A Justiça de Goiás concedeu liminar para impedir que a empresa australiana Power Minerals realize qualquer atividade de pesquisa, inclusive por meio de drones e aerolevantamentos, em uma propriedade rural localizada no município de Novo Mundo, no norte do Estado, sem autorização do proprietário ou prévia ordem judicial específica. A decisão reforça que o uso de tecnologias aéreas não afasta a necessidade de respeito aos direitos do superficiário.
O caso chegou ao Judiciário após o proprietário rural ajuizar ação de obrigação de não fazer, relatando tentativas frustradas de negociação com a mineradora, que detém os direitos minerários do subsolo da área junto à Agência Nacional de Mineração (ANM). Segundo os autos, as propostas apresentadas foram consideradas incompatíveis com os parâmetros do Código de Mineração, sobretudo diante da atividade agrícola desenvolvida na propriedade, voltada à sojicultura.
Mesmo diante do insucesso das tratativas, a empresa não buscou autorização judicial para acesso à área. Ainda assim, conforme narrado na ação, colaboradores teriam ingressado na fazenda sem consentimento, sendo advertidos a se retirar. Posteriormente, passaram a realizar sobrevoos com drones acoplados a equipamentos de pesquisa mineral (veja foto).
O proprietário registrou boletim de ocorrência, dando início a investigação policial por possível violação de domicílio. Também foi lavrada ata notarial em cartório, com registro de imagens e fotografias que demonstrariam tanto a incursão terrestre quanto os sobrevoos sobre a área privada.

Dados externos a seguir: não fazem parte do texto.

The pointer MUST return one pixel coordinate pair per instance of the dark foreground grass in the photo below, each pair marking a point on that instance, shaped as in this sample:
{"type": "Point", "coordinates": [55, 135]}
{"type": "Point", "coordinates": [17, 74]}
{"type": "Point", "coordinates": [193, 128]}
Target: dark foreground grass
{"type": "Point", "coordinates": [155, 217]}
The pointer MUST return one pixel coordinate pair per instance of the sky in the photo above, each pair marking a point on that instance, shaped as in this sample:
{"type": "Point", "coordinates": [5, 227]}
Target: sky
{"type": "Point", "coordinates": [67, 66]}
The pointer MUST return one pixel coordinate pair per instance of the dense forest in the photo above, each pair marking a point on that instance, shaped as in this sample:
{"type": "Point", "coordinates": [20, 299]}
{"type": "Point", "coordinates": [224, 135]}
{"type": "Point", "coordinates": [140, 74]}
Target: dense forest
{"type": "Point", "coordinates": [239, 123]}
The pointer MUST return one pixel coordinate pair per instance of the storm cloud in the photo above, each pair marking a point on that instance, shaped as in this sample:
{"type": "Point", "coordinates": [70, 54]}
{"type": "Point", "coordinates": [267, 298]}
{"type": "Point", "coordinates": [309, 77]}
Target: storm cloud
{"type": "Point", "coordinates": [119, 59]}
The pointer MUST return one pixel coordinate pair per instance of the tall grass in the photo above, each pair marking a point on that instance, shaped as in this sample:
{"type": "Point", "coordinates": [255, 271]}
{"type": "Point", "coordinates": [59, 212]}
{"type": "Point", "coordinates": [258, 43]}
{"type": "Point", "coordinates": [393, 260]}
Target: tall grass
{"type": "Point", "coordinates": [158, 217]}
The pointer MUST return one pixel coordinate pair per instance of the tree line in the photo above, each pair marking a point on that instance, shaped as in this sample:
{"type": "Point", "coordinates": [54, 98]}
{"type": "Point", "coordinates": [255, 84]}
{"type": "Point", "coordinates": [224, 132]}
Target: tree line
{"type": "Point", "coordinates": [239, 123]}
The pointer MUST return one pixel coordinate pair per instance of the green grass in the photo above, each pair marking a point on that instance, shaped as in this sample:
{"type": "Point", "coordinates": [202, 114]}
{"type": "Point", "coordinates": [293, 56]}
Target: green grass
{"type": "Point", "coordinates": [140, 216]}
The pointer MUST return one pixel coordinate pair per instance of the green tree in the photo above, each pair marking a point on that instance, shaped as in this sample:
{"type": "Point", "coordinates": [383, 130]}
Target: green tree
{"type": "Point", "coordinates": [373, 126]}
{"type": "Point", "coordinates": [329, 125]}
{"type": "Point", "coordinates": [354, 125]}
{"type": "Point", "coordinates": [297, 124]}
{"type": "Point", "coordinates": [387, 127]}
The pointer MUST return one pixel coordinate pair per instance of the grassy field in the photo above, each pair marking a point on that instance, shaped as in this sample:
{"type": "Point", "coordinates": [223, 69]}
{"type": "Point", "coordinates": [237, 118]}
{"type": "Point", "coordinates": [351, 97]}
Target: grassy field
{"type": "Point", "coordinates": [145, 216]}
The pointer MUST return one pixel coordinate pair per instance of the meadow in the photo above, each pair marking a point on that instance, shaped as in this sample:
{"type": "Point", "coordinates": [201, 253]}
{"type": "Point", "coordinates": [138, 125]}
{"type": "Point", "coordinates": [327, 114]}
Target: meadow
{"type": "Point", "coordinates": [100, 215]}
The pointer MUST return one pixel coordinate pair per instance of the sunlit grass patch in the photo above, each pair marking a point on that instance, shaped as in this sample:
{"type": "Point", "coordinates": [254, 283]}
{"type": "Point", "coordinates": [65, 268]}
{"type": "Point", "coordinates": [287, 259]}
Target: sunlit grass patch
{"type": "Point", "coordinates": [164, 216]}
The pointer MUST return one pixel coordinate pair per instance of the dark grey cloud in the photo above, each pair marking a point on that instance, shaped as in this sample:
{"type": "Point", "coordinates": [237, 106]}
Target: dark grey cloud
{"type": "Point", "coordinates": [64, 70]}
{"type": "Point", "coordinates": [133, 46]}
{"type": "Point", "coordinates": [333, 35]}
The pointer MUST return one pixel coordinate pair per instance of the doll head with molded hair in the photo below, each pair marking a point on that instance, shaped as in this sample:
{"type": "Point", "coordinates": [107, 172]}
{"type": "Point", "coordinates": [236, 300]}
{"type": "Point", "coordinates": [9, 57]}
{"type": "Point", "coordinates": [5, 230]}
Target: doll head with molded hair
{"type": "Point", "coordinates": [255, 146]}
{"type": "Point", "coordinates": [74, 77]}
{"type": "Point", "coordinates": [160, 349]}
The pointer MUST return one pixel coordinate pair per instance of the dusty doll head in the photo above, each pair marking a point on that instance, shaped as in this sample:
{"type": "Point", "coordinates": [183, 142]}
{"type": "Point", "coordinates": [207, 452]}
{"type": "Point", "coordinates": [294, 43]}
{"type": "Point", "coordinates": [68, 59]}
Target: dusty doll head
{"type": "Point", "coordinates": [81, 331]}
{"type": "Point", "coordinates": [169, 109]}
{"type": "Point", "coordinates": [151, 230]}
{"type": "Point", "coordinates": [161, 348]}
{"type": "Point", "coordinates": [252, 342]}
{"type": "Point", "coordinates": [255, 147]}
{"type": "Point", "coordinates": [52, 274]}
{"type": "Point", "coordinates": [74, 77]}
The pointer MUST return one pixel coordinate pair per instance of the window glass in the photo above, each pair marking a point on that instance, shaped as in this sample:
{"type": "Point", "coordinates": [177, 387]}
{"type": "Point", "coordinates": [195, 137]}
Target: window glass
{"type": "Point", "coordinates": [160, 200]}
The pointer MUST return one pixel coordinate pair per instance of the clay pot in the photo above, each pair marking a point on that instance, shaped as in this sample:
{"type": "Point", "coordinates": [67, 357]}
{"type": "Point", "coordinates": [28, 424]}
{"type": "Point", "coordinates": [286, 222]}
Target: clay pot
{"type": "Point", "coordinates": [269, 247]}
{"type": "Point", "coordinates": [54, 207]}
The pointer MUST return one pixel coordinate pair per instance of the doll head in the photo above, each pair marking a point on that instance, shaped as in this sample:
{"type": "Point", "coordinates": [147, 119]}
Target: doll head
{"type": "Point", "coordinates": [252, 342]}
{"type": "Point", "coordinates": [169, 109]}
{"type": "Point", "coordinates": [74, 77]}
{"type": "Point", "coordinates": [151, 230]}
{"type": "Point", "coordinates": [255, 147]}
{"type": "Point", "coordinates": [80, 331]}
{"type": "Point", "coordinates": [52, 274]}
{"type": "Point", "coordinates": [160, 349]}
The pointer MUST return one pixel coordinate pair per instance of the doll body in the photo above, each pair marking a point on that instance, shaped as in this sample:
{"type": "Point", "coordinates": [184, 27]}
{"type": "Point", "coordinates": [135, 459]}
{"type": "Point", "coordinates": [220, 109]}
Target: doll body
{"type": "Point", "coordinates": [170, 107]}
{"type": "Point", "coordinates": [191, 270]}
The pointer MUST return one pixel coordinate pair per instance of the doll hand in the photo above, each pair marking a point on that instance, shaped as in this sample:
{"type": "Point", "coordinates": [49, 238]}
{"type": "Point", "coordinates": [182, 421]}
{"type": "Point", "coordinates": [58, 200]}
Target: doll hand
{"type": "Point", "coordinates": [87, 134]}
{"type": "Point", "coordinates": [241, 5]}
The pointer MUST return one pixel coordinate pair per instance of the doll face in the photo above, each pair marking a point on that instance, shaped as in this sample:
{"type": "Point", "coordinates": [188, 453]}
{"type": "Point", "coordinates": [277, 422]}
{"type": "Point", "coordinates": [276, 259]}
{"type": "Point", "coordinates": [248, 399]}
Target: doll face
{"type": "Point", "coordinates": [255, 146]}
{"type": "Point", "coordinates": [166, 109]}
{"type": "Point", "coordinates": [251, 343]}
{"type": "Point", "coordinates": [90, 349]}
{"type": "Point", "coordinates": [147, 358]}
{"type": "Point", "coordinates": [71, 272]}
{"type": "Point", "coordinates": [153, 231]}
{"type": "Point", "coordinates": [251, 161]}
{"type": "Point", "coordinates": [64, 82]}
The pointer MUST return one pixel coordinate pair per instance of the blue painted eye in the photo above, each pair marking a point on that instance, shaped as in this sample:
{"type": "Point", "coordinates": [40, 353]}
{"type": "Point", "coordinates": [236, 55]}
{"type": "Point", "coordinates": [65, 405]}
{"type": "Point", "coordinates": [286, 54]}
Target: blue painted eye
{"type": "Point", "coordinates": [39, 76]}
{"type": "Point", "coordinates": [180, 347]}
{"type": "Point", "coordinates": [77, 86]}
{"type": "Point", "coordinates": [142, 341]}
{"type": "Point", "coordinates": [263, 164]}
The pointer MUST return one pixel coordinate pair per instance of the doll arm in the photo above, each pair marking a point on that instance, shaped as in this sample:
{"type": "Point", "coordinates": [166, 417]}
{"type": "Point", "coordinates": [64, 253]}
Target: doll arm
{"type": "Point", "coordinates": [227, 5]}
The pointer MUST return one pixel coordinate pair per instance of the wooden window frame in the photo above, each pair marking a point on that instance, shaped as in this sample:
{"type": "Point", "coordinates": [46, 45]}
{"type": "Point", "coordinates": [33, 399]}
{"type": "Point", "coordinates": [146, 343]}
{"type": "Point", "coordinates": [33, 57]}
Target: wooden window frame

Paralelamente, a mineradora divulgou comunicado ao mercado na Bolsa de Valores da Austrália informando a realização de pesquisas em novos alvos minerais, tendo utilizado, inclusive, imagens do sobrevoo realizado sobre a propriedade objeto da controvérsia. O Rota Jurídica não conseguiu contato com a mineradora, mas o espaço continua aberto para manifestação.
Pedido judicial
Representado pelo advogado Rodrigo Costa, especialista em Direito Minerário, o proprietário sustentou que a pesquisa mineral — ainda que realizada por meios remotos — integra o procedimento técnico da atividade minerária e não pode ocorrer sem autorização do superficiário ou decisão judicial, especialmente na ausência do pagamento das indenizações e retribuições previstas na legislação mineral.
Decisão liminar
Ao analisar o pedido, o juiz João Victor de Resende Moraes Oliveira, da Comarca de Nova Crixás, reconheceu a plausibilidade das alegações e o risco de dano, deferindo tutela de urgência para impedir qualquer modalidade de pesquisa mineral na área até o julgamento final da ação.
Na decisão, o magistrado destacou que, embora a servidão minerária possua natureza de servidão administrativa e esteja vinculada ao interesse público na exploração das jazidas — que pertencem à União —, isso não afasta a necessidade de prévia indenização e de respeito aos direitos do proprietário do solo.
O juiz ressaltou que a legislação mineral condiciona o exercício da pesquisa e da lavra à observância dos direitos do superficiário, inclusive quanto à indenização pelos prejuízos decorrentes da ocupação da área, não sendo admissível a realização de atos de pesquisa sem autorização ou decisão judicial.
Ao examinar os requisitos do artigo 300 do Código de Processo Civil, o magistrado afirmou que a probabilidade do direito restou demonstrada pela comprovação da propriedade do imóvel, pelas tentativas documentadas de solução extrajudicial do conflito e pela ausência de autorização para a exploração superficiária.
Quanto ao perigo de dano, destacou que a realização de sobrevoos e levantamentos técnicos sem consentimento gera situação de vulnerabilidade ao direito de propriedade, sobretudo diante da utilização de equipamentos especializados para coleta de dados geofísicos e georreferenciados.
O magistrado também consignou que a medida possui caráter reversível, uma vez que, em caso de improcedência da ação, a atividade de pesquisa poderá ser retomada mediante observância das exigências legais.
Repercussão jurídica
Para o advogado Rodrigo Costa, a liminar é considerada relevante por afirmar, de forma expressa, que o uso de drones e tecnologias aéreas para fins de pesquisa mineral não dispensa o consentimento do proprietário do solo nem a prévia autorização judicial, reforçando os direitos do superficiário frente ao exercício do direito minerário.